El que un historiador del cine boliviano, que ha destacado el trabajo de Jorge Sanjinés, que conoce muy bien las primeras imágenes de la película “El coraje del pueblo”, en las cuales el ejército boliviano comete una de las tantas masacres mineras de nuestra historia, se niegue a apoyar a las víctimas de otra masacre, la de El Alto en 2003, no puede ser calificado de otra manera que como una ausencia de honestidad intelectual. Carlos Mesa no es un candidato vendedor de cerveza o de cemento, ni es un candidato evangelista sin capacidad de poder leer un texto de manera crítica. Es más bien un personaje que, como historiador, podría haber profundizado en los modos históricos de funcionamiento colectivo de los pueblos originarios, que se han transmutado, se han sincretizado en las modalidades de organización social bajo un modelo capitalista, como son los sindicatos, o las fraternidades. Un historiador que considere las posibilidades de su investigación, no se habría contentado con la aplicación maniquea de un modelo de democracia llamado “occidental” y habría explorado las formas de recuperar modos de gobernabilidad enraizados en la historia y la memoria de quechuas, aymaras y otros pueblos de la plurinacionalidad boliviana.

Carlos Mesa es la expresión de la esterilidad política de la clase media boliviana, que no puede imaginar otro mundo que no sea el producido por la ideología de la sociedad capitalista y consumidora. Una clase que copia y repite modos hegemónicos de funcionamiento político y social. Una clase media que repite hasta el cansancio que “no queremos ser Cuba ni Venezuela”, sin conocer las especificidades históricas de esos procesos. Una clase media que invoca a un Cristo como herramienta de represión de las diversidades, que ignora el potencial liberador del amor cuando éste se hace solidario, comprometido, que no es indiferente con los pobres. Una clase media que repite slogans, frases, lugares comunes de la Guerra Fría que ya han sido cocinados y ensayados para ella fuera del país, sin analizar ni sus orígenes ni sus mecanismos de circulación. Una clase media que no ha leído a Marx, que no entiende la noción de bien común, que defiende la llamada “libertad de empresa”, “el sector privado”, “el mercado” como única fuente de organización (y destrucción) social. Una clase media que defiende ciegamente a una burguesía local, que aspira a serlo, y que históricamente ha sido más bien una clase compradora, importadora y exportadora, y que se niega a pagar lo que cuesta la reproducción material y social de la fuerza del trabajo. Esta clase media, enardecida, cree que el neoliberalismo les ayudará a progresar; que el neoliberalismo, el capitalismo salvaje a lo Macri, a lo Bolsonaro, a lo Lenin Moreno, salvará a Bolivia, sin ver ni entender el costo de destrucción que el planeta esta pagando a causa de esas políticas.

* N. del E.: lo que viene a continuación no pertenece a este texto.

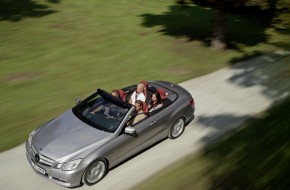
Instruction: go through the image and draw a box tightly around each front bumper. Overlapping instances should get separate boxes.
[25,142,86,187]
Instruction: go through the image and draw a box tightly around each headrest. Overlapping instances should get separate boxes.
[118,89,125,101]
[157,88,167,100]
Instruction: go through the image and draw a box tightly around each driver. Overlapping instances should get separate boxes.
[127,100,146,125]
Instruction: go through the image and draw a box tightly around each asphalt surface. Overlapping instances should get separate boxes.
[0,51,290,190]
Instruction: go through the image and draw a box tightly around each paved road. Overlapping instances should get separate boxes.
[0,52,290,190]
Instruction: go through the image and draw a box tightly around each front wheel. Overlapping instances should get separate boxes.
[83,158,108,185]
[168,118,185,139]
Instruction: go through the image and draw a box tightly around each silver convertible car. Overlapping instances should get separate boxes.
[26,81,195,187]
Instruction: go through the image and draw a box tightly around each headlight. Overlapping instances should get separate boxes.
[55,159,82,171]
[28,130,35,145]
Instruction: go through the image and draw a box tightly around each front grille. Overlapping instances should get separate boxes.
[30,145,54,167]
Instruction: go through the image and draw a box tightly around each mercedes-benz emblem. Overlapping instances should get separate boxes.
[34,154,40,162]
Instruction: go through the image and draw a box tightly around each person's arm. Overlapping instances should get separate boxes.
[91,105,104,114]
[129,91,136,105]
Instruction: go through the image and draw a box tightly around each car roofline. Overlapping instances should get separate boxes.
[97,88,133,109]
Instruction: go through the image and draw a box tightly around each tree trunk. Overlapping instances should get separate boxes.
[211,2,227,50]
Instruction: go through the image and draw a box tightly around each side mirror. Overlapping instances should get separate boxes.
[125,126,137,136]
[76,97,82,104]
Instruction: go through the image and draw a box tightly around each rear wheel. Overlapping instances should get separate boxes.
[83,158,108,185]
[168,117,185,139]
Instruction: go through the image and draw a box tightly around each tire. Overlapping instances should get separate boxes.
[83,158,108,186]
[168,117,185,139]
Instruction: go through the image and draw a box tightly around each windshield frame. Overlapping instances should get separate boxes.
[72,89,133,133]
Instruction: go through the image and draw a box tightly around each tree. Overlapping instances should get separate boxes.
[188,0,290,50]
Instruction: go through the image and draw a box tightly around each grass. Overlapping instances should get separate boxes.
[0,0,289,151]
[134,98,290,190]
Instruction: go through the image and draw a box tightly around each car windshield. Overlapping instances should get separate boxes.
[73,89,131,133]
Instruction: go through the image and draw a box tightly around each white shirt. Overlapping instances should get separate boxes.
[131,91,146,105]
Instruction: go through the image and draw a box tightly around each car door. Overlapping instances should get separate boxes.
[111,114,157,162]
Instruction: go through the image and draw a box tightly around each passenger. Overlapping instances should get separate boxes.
[129,83,146,105]
[127,100,146,125]
[91,90,120,115]
[148,91,163,112]
[111,90,121,99]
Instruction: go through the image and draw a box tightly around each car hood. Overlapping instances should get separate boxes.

Lo que la clase media boliviana quiere para el 20 octubre es tener un presidente que no sea un indio; que no sea un Quispe, sino un Gisbert, un mestizo que con una sonrisa de mendigo entregue de nuevo el país a los patrones estadounidenses.

El racismo en Bolivia, como expresión de colonialidad, se centra tanto en Evo Morales, que pierde de vista la dirección por la que debe continuar el proceso de cambio en el país. A la clase media boliviana le importa más cambiar de chofer del autobús, sin importarle qué camino va a recorrer dicho bus. Lo que importa es dejar de ser colonia, continuar con el proceso de ruptura con el neoliberalismo, que debe ser desmantelado. Los actores políticos son siempre pasajeros, lo que cuentan son los procesos de independencia económica, política, social y cultural. Esto es lo que los operadores de Estados Unidos quieren evitar a toda costa, utilizando inclusive golpes de Estado mediante el uso de cabildos, redes sociales, parlamentos, los ONG, medios de comunicación y grupos de choque.